Вернулся Шведов, посмотрел подозрительно на Чуриллова, потом перевёл взгляд на Ольгу.
— Ну-с, молодые люди, докладывайте, нити какого заговора вы тут сплели без меня?
— Заговора? Какого? — Ольга свела брови вместе. — Вселенского, естественно. Устраивает тебя такой ответ?
Чуриллова уязвило даже то, что к нему Ольга обращалась на «вы», а к Шведову на «ты». Короткое жёсткое «ты» всегда предполагает более близкие отношения, чем холодное вежливое «вы». А ведь они были раньше с Ольгой на «ты».
— Ладно, замнём разговор и продолжим нашу трапезу, — примиряюще произнёс Шведов, ловко подхватил свисавшую со стола салфетку; вновь заткнул её в воротник сорочки, — пусть дела наши увенчаются успехом… За это и выпьем.
— Хороший тост, — произнёс Чуриллов с далёкой усмешкой, — главное — неоднозначный.
Были вещи, которые он понимал с полуслова, легко проникал в их глубинную суть, делал точные прогнозы, а были такие, которые понять не мог никак — ну хоть убей! В голове они просто не укладывались. Он не понимал, что Ольга нашла в этом человеке, не понимал своей неопределённости и скисшего состояния — он никогда не был таким и сам себе не нравился. Не нравилось ему и то, что он принял приглашение Шведова и оказался здесь, в шумном месте, похожем на палубу корабля, где матросы привыкли собираться на «общий свист», как они называли построение всей команды.

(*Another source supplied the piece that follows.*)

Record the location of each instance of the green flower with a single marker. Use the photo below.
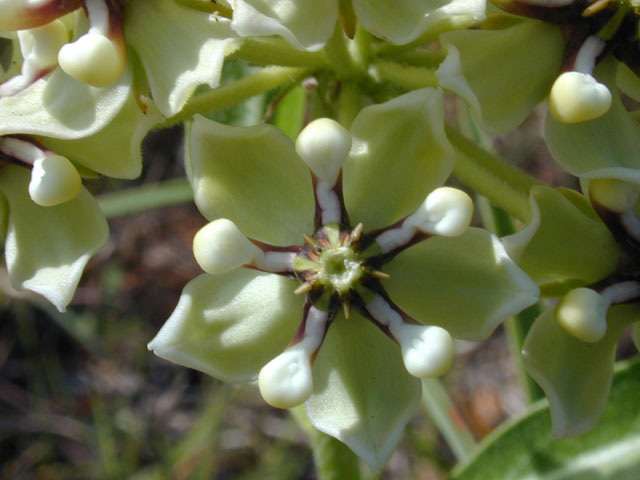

Тем временем Шведов что-то говорил, отпускал шутку за шуткой. Ольга тянулась к нему, посматривала на бывшего подполковника влюбленно, и Чуриллову от этих неприкрытых взглядов делалось нехорошо.
И почему же он не может понять очень простых вещей?
Надо быстрее вернуться домой, к Инне, к детям, к очагу своему и в ближайшие два месяца никуда не выезжать из Кронштадта. За это время всё уляжется, успокоится, забудется.
Чуриллов со спокойным лицом доел первое, второе, затем, источая саму любезность, сказал Ольге Сергеевне:
— Олечка, простите, мне через двадцать пять минут надлежит быть в штабе флота… Дела!
Ольга удивлённо взглянула на него:
— Олег, извините, но ещё полчаса назад и речи ни о каком штабе не было.
— Речи не было, но штаб-то был… И будет, Олечка, даже если все мы этого не хотим. А я человек военный, я подчиняюсь дисциплине.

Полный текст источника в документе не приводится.